I think it’s clear that the White House – and probably the Democratic leadership in Congress – would rather go the route of a deal than to pull the pin on this Constitutional option. In fact, the President affirmatively wants a deal which provides a lot of deficit reduction, to take the issue “off the table” in the elections. I think that has been made plain. But the question is really not a choice between the Constitutional option and a deal, it’s between the Constitutional option and no deal. If Republicans are so adamantly opposed to any increase in revenues, and Democrats cannot find the votes for all-cuts austerity, including entitlements, at that point you’re at an impasse. And we know the consequences of that impasse, they are dire. So at THAT point, what does the White House do? We know they have a copy of the Constitution; Tim Geithner even helpfully bookmarked the relevant page. There’s an alternative available.

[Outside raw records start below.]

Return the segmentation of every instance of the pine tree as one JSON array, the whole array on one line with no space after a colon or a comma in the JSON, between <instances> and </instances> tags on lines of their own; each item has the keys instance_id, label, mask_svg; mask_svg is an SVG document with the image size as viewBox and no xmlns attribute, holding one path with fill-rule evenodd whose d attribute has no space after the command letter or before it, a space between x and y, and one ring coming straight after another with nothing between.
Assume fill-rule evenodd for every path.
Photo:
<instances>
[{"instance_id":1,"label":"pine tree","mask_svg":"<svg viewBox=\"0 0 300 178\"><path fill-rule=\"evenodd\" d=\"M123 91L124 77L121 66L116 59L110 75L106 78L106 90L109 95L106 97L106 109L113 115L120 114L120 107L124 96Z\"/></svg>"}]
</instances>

And while Schumer may be right that “you wouldn’t want to go ahead and issue the debt and then have the courts reverse it,” the question becomes who, exactly, would have standing to go to the courts and make that case? Perhaps nobody:

Part of the reason for Zasloff’s difficulty in identifying an appropriate plaintiff is that members of Congress have tried before to sue the president for diminishing their legislative and appropriating power and have typically failed. In 1997, for instance, a small group of congressmen sued Office of Management and Budget director Franklin Raines, arguing that the 1996 Line Item Veto Act diluted their voting power as members of Congress. But seven justices of the Supreme Court disagreed, and did so largely by drawing from an earlier opinion written by Justice Antonin Scalia that denied environmental groups standing to challenge the government’s interpretation of the Endangered Species Act. In the majority opinion, then-Chief Justice William Rehnquist wrote that because the congressmen had not shown that their injury was “particularized,” and that the action of the President had not affected the congressmen in a “personal and individual way,” they did not have standing to sue.

In the case of members of Congress suing the current administration over the debt ceiling, the issue of standing would likely fall the same way. Louis Fisher, an expert on the separation of powers who worked at the Congressional Research Service for over twenty five years, wrote in an email that “case law is quite clear that a member of Congress, even if joined by a dozen or two colleagues, cannot get standing in court to contest a constitutional issue.” A joint resolution from Congress could try to get an injunction from the D.C. District Court to stop the Treasury from issuing new debt, but that could be easily vetoed by Democrats in the Senate.

What Schumer says, that the issue hasn’t been explored enough to deploy this time, perhaps makes sense on some level, in the normal course of events, when a deal is on the horizon. When there’s no deal in sight and the clock is ticking to a default event that Harry Reid believes would create a worldwide depression, I think the niceties of whether or not constitutional scholars have chewed over it enough go out the window.